"The teeth are sent

first into the next world, "dentists grimly joke.


So that the “dental” problem does not annoy ahead of time, preventive measures must be taken. This is also applicable to timing belts, which greatly displaced its predecessor, the chain. And even if the Samara belt is prescribed to have 111 teeth, then it is obliged to keep them until old age - otherwise it will start … A one and a half liter engine will simply refuse to work, and its “little brothers” will completely die - the uncontrolled valve meets the piston, in which there is no special "sample", will end with a solid increase in daily revenue in the nearest car service.

Toothless chain was easier to handle. She took pleasure in bathing in various lubricants, while her toothy successor adheres to the “dry law” - no oils! At the same time, the manners of the belt are much more sophisticated - it works with less noise, dampens the vibrations of the timing drive due to its own elasticity better, and does not need an additional damper. In contrast to the chain, which in the process of prolonged operation lengthens due to wear of the hinge joints by almost 20%, the belt cannot afford this. Its limit is 0.3%! In addition, the chain usually wears unevenly, and therefore, when the engine is running, it itself becomes a source of fluctuations in the timing and the cause of uneven engine operation - there are no such problems with the belt.

So that there would be no problems with the belt drive at all, a little is needed: install a normal belt on the engine, after providing it with tolerable conditions of existence - without leaking oil seals, etc. We go shopping, and at the same time remember the conditions under which he will have to work (see. Fig.).

The toothed part of the belt “runs” along the driving pulley 1 on the crankshaft, as well as on the coolant pump pulley 2 and on the camshaft pulley 4. The outer side of the belt communicates with the tension roller 3. By the way, initially the teeth on the belts, as on the pulleys were semicircular, but since about 1989 the semicircle has become a semblance of a trapezoid. Both are found on sale - products are interchangeable. The international designation of the belt we need is according to ISO - 58111x19. The tooth pitch is 3/8 inch or 9.525 mm.

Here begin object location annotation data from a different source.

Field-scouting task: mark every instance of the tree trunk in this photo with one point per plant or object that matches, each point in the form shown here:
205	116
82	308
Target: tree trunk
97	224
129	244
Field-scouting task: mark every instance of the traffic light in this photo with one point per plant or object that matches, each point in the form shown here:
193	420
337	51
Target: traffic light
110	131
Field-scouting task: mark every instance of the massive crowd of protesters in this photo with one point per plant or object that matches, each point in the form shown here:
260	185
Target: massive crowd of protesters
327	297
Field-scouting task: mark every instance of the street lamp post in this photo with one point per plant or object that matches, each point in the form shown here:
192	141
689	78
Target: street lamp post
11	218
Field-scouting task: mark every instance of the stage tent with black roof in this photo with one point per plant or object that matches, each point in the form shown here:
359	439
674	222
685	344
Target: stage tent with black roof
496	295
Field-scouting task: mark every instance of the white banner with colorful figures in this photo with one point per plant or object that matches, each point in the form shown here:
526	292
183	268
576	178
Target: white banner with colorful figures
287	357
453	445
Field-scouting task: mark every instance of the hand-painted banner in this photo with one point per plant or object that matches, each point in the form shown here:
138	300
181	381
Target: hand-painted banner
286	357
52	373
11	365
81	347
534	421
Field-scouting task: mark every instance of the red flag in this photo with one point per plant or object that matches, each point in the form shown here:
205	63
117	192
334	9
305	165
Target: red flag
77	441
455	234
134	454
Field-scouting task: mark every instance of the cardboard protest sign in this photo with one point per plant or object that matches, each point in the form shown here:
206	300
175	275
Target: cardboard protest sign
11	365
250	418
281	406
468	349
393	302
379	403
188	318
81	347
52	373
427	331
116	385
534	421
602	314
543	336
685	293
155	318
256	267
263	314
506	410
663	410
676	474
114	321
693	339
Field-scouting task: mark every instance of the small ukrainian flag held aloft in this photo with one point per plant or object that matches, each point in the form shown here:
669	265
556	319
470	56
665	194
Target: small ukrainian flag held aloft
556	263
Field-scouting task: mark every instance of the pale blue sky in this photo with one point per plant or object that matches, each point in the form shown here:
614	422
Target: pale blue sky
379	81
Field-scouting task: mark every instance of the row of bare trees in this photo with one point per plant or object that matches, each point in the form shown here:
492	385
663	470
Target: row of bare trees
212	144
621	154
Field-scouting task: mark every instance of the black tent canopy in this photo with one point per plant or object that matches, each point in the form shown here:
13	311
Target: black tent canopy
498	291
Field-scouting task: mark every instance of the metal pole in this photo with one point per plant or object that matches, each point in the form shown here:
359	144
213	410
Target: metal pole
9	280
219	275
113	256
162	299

The appearance of the purchased belts is shown in photo 1-8. Two products were sold without packaging - Balakovo No. 7 and Italian No. 8, and for some reason the country of manufacture was not indicated on the Gates and Kontitek belts. It is interesting that one of the purchased "teeth" did not meet the above standard - product No. 2, 20 mm wide against the required 19, was intended, according to the catalog and the inscription on the package, for Opel. The seller, however, stated that a millimeter of weather does not. We'll see.

The external inspection of the belts did not cause any remarks - everything is in order. Ahead of 100 hours of “running around” at the Pirelli stand at a drive pulley speed of 6000 rpm. The belt load in such tests is equivalent to 60, 000 kilometers or about two years of operation. Turn on the switch - the time has gone.

The results of the “run” turned out to be rather unexpected - this has not happened in our examinations for a long time. All eight belts calmly withstood the physical exercises he proposed - not a single one left the race! And where there are no global comments, you begin to "cling" to the little things. That's about the little things and talk.

If products No. 3 and 6 behaved perfectly all 100 hours, then the remaining belts showed a certain tendency to vibration. It's okay, but there is some understatement: is this vibration a harbinger of failure in the first minute of the 101st hour? To check this, we decided to drive a little more the two most “nervous” straps - about 80 hours … They turned out to be the German “Kontitek” (No. 5) and a compatriot from Balakovo (No. 7). And while the rest of the belts were checking to see if they were stretched out tightly, a Russian-German couple was winding “penalty” circles on the stand.

On the fourth day, it became clear - the belts were "tied up." Despite the vibration, they significantly blocked the standard for driving and reaffirmed their right to rotate the Samara camshafts and pumps. Note that even after an increased mileage, their elongation did not exceed acceptable limits.